Karl Forsman

Personal information
- Nationality: Swedish
- Born: 7 December 1996 (age 29) Östersund, Sweden

Sport
- Country: Sweden
- Sport: Para swimming
- Disability class: S5 and S6

Achievements and titles
- Paralympic finals: Rio 2016

Medal record
Men's para swimming
Representing Sweden
Paralympic Games
| Gold medal – first place | 2016 Rio | 100 m breaststroke SB5 |
IPC Swimming World Championships
| Silver medal – second place | 2015 Glasgow | 100 m breaststroke SB5 |

= Karl Forsman =

Swedish Paralympic swimmer

Karl Forsman (born 7 December 1996 in Östersund, Sweden) is a Swedish male swimmer, competing at the S5 and S6 classes, and current Paralympic Champion of the men's 100 m breaststroke (SB5).

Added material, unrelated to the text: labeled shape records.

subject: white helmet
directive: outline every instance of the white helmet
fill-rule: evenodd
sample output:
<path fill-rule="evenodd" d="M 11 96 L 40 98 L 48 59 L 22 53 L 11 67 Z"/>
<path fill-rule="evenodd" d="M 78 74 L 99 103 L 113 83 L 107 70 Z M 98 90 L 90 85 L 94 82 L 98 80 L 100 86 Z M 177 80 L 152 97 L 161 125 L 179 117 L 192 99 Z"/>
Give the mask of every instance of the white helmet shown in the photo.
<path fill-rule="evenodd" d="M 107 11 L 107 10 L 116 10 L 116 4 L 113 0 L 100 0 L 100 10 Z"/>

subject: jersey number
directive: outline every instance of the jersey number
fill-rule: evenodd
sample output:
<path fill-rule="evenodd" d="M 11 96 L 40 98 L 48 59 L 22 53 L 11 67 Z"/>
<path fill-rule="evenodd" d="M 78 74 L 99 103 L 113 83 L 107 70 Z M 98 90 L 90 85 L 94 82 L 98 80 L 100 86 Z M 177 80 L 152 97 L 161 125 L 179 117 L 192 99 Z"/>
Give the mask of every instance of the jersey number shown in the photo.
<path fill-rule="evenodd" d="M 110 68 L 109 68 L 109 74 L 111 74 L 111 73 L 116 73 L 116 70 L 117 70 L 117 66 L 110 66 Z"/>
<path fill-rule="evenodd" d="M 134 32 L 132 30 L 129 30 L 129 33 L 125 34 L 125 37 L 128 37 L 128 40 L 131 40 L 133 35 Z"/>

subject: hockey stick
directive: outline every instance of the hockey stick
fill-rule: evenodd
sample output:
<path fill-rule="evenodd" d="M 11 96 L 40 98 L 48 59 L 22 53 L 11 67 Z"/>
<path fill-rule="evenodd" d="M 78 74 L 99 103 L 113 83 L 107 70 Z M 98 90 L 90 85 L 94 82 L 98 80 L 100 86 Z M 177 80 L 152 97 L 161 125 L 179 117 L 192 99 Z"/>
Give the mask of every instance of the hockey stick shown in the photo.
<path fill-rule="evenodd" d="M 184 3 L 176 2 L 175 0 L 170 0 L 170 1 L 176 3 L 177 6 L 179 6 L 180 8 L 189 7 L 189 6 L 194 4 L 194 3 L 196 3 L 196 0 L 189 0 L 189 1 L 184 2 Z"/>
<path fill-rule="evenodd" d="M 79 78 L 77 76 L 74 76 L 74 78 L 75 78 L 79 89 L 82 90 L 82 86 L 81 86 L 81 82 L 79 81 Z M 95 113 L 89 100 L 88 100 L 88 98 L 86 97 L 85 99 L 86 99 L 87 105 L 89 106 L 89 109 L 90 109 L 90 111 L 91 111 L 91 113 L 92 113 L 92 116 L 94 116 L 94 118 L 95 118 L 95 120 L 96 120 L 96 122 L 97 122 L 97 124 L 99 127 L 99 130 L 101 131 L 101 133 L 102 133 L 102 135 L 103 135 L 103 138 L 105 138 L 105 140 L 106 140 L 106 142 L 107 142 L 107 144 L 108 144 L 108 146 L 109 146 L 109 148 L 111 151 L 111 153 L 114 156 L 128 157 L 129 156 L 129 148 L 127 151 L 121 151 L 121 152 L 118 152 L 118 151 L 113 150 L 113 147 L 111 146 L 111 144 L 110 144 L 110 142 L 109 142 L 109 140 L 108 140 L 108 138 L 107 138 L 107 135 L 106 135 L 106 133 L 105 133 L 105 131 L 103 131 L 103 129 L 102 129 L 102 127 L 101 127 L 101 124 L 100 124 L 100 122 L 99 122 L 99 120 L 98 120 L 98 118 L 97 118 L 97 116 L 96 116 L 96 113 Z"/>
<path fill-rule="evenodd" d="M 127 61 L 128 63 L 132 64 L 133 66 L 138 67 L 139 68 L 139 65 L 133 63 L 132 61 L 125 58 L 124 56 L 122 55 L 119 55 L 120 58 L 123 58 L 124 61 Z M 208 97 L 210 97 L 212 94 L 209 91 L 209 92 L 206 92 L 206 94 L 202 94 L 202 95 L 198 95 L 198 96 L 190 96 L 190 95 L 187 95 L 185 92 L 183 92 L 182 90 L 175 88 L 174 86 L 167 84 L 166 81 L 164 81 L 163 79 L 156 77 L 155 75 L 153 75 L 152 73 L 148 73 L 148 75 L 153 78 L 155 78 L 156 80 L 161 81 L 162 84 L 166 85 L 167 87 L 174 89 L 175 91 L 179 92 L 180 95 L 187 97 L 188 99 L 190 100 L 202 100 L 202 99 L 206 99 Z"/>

With a silver medal from the men's 100 metre breaststroke at the 2015 IPC Swimming World Championships, Forsman qualified for the 2016 Summer Paralympics in Rio de Janeiro. Forsman won a gold medal when swimming the men's 100 m breaststroke (SB5) at the 2016 Summer Paralympics with the time 1:34:27.